San Juan 4, 7-10; Sal 71, 1-2. 3-4ab. 7-8; San Marcos 6, 34-44

Uno de los grandes peligros de la vida es el acostumbramiento, la rutina. Si un bedel del Museo del Prado, a fuerza de pasear delante de las Meninas acaba viéndolo como el azulejo de su cuarto de baño, es evidente que no es por demérito de Velázquez, sino más bien por falta de sensibilidad del ujier, que ha terminado insensibilizándose ante lo sublime que le acompaña diariamente.

Lo normal, lo de todos los días, eso que se cruza en nuestro camino casi sin darnos cuenta, no tiene por qué ser siempre lo vulgar. A veces también lo cotidiano, puede estar tocado de algo maravilloso, aunque la grandeza está, por descontado, en saber descubrirlo. Todo un reto: afinar en la distinción.

“En esto consiste el amor: no en que nosotros hayamos amado a Dios, sino en que él nos amó”. ¿Por qué será que cuando escuchamos estas palabras, es como si abriéramos el paraguas? Todo muy bonito pero casi insustancial: ya ves tú, hablar del amor a estas alturas. Lo de siempre, lo que, a base de manido, casi llega a cansarnos.

Igual es que nos hemos acabado acostumbrando a que Dios nos quiera y nos parece que es algo normal. Como el cuadro de las Meninas que está allí porque tiene que estar, a ver si no. Como el sol que sale todos los días, porque si no ya ve usted qué lío se armaría. Y sin embargo, Dios nos quiere y eso ha transformado el mundo. Hasta tal punto que sólo hace falta que nos demos cuenta y que, dándonos cuenta, miremos las Meninas de forma distinta al azulejo del cuarto de baño.

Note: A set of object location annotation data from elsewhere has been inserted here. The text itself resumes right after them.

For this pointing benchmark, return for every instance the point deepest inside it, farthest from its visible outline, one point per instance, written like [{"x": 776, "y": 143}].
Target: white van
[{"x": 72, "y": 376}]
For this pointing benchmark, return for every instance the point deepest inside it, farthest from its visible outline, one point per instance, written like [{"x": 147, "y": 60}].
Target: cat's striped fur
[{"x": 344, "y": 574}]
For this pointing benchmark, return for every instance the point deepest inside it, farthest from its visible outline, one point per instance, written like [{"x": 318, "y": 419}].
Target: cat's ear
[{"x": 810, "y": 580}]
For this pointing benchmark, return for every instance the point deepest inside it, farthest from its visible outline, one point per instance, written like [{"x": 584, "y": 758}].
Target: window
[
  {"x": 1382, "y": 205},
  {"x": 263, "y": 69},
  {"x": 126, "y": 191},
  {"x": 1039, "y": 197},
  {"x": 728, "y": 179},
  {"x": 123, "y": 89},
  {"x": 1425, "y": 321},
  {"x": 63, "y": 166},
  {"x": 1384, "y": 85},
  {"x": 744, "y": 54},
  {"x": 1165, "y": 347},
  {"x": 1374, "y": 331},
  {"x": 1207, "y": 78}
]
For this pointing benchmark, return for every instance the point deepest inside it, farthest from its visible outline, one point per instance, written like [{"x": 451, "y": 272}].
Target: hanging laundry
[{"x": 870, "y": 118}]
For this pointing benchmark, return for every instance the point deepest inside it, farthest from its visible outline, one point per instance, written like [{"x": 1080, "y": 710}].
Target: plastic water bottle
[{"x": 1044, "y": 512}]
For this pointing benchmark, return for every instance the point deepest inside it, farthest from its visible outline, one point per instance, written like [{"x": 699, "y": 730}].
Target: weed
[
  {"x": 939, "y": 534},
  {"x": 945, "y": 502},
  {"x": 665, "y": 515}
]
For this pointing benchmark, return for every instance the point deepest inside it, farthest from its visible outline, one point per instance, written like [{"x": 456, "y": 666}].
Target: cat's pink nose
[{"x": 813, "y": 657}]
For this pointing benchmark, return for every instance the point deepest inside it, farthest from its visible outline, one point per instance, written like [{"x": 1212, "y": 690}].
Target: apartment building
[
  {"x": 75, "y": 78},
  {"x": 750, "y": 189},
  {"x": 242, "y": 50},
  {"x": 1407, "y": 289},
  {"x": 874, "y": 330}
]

Y ahí estamos, metiendo la rutina en las cosas de Dios. ¿Por qué? Pues por eso, porque son las cosas de Dios, que ya sabemos: que Dios es bueno, que Dios nos quiere, que esto y que lo otro. Y mientras tanto Dios ¿qué? Pues queriéndonos de verdad, a pesar de nuestras tonterías, y haciendo que esa “normalidad rutinaria” sea una maravillosa esplendidez.

Mira la forma sencilla con que nos presenta el Evangelio esa “rutina de Dios”: “Jesús vio una multitud y le dio lástima de ellos, porque andaban como ovejas sin pastor”. ¿Tú de verdad te imaginas a Jesús diciendo para sus adentros: “hoy toca milagro”? Ya se ve que no. Dios hecho hombre se vale de la normalidad de una mirada, una mirada que va más allá, que se da cuenta de algo tan sencillo como la necesidad de llenar el estómago, como también hay que llenar el alma. Y hace, con normalidad una cosa y la otra. Porque ama. Dios conoce cada una de nuestras necesidades, sabe cuáles son nuestros defectos y cualidades, nuestro gran defecto es que nos empeñamos en mirar “con nuestra mirada” de rutina, lo que Dios, si le dejáramos podría convertir en sublime.